In Siluriformes, one of the richest taxonomic order of freshwater fishes in the Neotropics (Pereira et al., 2013; Reis et al., 2016), microsatellite loci have been developed only for 19 of 2,315 Neotropical valid species. Pimelodidae, the most studied family, includes 12 species belonging to the genera Brachyplatystoma (Rodrigues et al., 2009; Batista et al., 2010); Conorhynchos (Carvalho, Beheregaray, 2011), Phractocephalus (Souza et al., 2012), Pimelodella (Moeser, Bermingham, 2005), Pimelodus (Paiva, Kalapothakis, 2008; see Agostini et al., 2011), Pseudoplatystoma (Revaldaves et al., 2005; Saulo-Machado et al., 2011; Prado et al., 2014), Steindachneridion (see Ojeda et al., 2016), and Zungaro (Carrillo-Ávila et al., 2009). Remaining studies includes three species of Loricariidae (Telles et al., 2010; Pereira et al., 2012; Galindo et al., 2015), two species of Trichomycteridae (Zamudio et al., 2009; Muñoz-Rojas et al., 2012), one species of Heptapteridae (Rodrigues et al., 2015) and one species of Pseudopimelodidae (Souza-Shibatta et al., 2013).

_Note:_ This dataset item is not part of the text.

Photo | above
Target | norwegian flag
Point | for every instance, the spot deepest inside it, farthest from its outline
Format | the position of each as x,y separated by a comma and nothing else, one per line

Microsatellite loci are absent for catfishes from the west of the Eastern Cordillera of the Andes excepting Pimelodus grosskopfii (Hernandez-Escobar et al., 2011 in Agostini et al., 2011), limiting the population genetic studies for these species. Some authors have used microsatellite loci developed for close phylogenetically related species (heterologous loci); however, in some cases their use seems to be related to failures in the amplification, low levels of polymorphism, size homoplasy, null-alleles, and the amplification of non-orthologous loci (Primmer et al., 2005; Barbará et al., 2007; Castoe et al., 2010; Yue et al., 2010). This has stimulated the development of new molecular markers suitable for their population genetic studies.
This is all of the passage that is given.